Each academic term - or at least most of them - the Stanford Music Dept. hosts a set of 2 or 3 concerts they call the Chamber Music Showcase. Ensembles of student musicians play a movement each from various works of the chamber repertoire. There's usually at least a dozen groups of 2 to 5 performers, mostly strings and piano with the occasional wind.
These concerts are hosted by the members of the St. Lawrence String Quartet, whose job as the resident ensemble includes being among the coaches who teach the students. One or another of the quartet members will introduce each concert, and collectively they do the gruntwork of setting up the chairs and music stands, occasionally sit in as performers, and apologize when a set of players is late in showing up.
Geoff Nuttall, first violinist of the St. Lawrence, died a couple months ago. The Quartet's immediately upcoming concert was cancelled, and their next one - in January - has been transformed into a memoriam for Geoff. I'm surely going to go. But the Chamber Music Showcase is going on, and last Wednesday I showed up at the tiny Campbell Hall to find the three remaining members of the Quartet huddled and conferring, down in the corner by the stage door.

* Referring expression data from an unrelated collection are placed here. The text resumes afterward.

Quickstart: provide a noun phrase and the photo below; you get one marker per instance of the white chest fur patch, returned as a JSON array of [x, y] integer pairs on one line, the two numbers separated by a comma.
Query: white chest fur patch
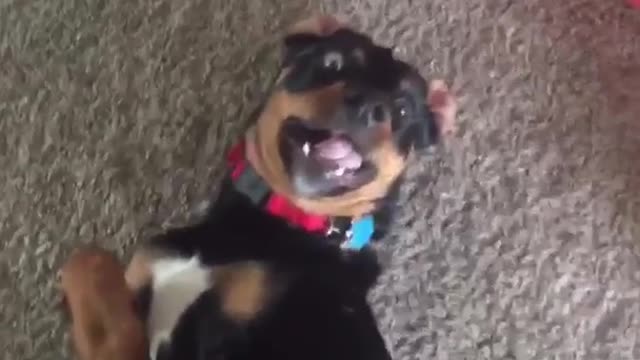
[[177, 283]]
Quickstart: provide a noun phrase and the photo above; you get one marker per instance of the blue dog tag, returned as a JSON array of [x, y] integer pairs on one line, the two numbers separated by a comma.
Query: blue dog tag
[[361, 233]]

And the show went on. The second concert was Monday evening. Unusual this time was the absence of anything from the classical period. Most of the pieces were late 19th century, and a few early 20C ones were either holdovers (Faure, early Rachmaninoff) or conservatives (Martinu, Shostakovich). The most unusual offering was Mahler's fragmentary juvenile Piano Quartet, which I've heard in concert before. Best ;performance was of the first movement from the Brahms Op. 25 quartet.